Additionally, eight rulings handed down by the Superior Court of Madrid (TSJM) between February 2023 and March 2024 prove that the Community of Madrid voluntarily agreed in court to the claims for late payments raised by Quirón through judicial resources, claims to which it had initially opposed. The raid, as the voluntary surrender of the defendant to the plaintiff’s claims is legally known, reported to the holding another 85 million.

This week, Más Madrid’s Health spokesperson, Marta Carmona, published an explicit message on her Quirón has a free budget: at the end of the year they are paid as much as they have spent, without saying no to anything. Meanwhile, the public has to beg the Treasury for each substitution, extra material, etc. Opening agendas like this is difficult.

From the PSOE, its Health spokesperson, Carlos Moreno fired a question in said commission to the Minister of Health, Fátima Matute, which was left unanswered: “What the hell do so many consultations, operating rooms, mammograms stop in the afternoons while thousands of Madrid residents suffer waiting for months for their long-awaited test? But many heads of service ask themselves this same thing (…). Why don’t they let me schedule activity in the afternoons if every day I respond to hundreds of complaints about delays in appointments? Why can’t my doctors extend their hours in the afternoon in public? Moreno maintains that it is “an embarrassment” that “public hospitals are not allowed to do the same.” [que los de Quirón]which prevent them from operating in the afternoons due to lack of financing. Why some yes and others no, Madam Counselor? That’s what they never explain to us.” And here he launched the final dart: “You are immersed in a path of complicity with private management.”

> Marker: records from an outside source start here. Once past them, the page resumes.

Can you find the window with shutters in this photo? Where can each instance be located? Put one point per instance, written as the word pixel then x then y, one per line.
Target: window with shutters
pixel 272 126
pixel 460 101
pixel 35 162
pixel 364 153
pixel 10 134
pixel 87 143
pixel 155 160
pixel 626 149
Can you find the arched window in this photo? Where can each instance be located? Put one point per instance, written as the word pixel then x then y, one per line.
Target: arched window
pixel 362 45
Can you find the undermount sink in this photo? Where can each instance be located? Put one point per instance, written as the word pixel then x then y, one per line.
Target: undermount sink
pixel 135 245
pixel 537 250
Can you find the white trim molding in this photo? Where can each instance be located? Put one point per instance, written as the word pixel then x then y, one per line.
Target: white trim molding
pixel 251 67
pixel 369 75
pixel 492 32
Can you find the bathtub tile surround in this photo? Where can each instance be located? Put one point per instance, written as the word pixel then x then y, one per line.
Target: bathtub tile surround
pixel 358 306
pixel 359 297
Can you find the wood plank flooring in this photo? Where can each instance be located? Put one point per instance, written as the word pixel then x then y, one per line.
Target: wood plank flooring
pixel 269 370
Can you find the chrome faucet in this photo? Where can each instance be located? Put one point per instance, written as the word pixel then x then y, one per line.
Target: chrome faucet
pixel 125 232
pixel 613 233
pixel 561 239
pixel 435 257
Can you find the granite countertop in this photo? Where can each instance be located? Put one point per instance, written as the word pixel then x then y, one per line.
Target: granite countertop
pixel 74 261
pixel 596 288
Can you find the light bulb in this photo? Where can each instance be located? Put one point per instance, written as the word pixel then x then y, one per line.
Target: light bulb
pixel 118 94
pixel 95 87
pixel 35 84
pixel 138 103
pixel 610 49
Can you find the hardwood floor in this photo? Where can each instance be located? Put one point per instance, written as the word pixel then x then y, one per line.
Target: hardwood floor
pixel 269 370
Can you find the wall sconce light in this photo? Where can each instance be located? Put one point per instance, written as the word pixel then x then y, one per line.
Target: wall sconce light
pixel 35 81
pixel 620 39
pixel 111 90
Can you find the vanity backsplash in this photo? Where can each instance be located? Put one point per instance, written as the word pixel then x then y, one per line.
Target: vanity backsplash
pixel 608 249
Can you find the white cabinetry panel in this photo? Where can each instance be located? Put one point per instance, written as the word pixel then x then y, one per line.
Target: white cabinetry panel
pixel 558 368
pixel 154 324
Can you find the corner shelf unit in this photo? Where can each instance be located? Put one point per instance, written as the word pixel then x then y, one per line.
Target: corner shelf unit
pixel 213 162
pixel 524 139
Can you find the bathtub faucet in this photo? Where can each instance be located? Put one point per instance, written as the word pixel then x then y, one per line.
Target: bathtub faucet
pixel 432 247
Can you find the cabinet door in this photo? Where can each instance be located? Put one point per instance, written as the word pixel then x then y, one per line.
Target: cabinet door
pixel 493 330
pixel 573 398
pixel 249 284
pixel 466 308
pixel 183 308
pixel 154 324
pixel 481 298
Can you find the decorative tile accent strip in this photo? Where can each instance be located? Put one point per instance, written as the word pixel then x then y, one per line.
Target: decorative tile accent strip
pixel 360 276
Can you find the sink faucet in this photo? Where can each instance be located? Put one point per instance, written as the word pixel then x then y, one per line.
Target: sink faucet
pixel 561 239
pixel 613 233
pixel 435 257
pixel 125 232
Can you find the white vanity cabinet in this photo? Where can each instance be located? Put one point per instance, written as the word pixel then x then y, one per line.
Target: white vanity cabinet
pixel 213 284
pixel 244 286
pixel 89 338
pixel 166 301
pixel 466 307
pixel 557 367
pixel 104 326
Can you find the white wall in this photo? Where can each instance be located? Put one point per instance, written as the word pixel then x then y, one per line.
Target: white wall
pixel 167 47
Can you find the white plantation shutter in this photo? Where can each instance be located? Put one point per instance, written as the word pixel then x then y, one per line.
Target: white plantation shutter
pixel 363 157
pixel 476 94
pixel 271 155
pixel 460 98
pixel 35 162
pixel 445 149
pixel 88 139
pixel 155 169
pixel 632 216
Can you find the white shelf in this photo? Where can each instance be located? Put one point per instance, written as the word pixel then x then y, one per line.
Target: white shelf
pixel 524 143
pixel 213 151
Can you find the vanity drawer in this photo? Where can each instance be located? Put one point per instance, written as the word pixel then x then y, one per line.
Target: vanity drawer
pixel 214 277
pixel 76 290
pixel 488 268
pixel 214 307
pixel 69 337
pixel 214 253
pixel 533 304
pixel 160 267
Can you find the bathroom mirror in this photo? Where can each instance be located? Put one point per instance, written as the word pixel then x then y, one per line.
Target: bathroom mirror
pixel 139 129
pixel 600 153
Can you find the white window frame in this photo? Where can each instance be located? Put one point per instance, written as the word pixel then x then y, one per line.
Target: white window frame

The counselor avoided answering the key question – why publicly managed hospitals cannot schedule certain actions in the afternoon – and focused on the star phrase of the Ayuso Government: “free choice.” “In Madrid we believe in freedom and the patient can choose the doctor in whom they trust their health,” Matute emphasized.

Vox has also come to question the disparity between initial budget and actual payment. In June, his deputy Ana Cuartero assured that “what we have is accounting engineering.” “They know perfectly well that they are going to spend more than they budget and also that they can use current spending credits for this. That is why all unfulfilled promises, such as hospital expansions, finance this deviation between what was budgeted and what was spent.”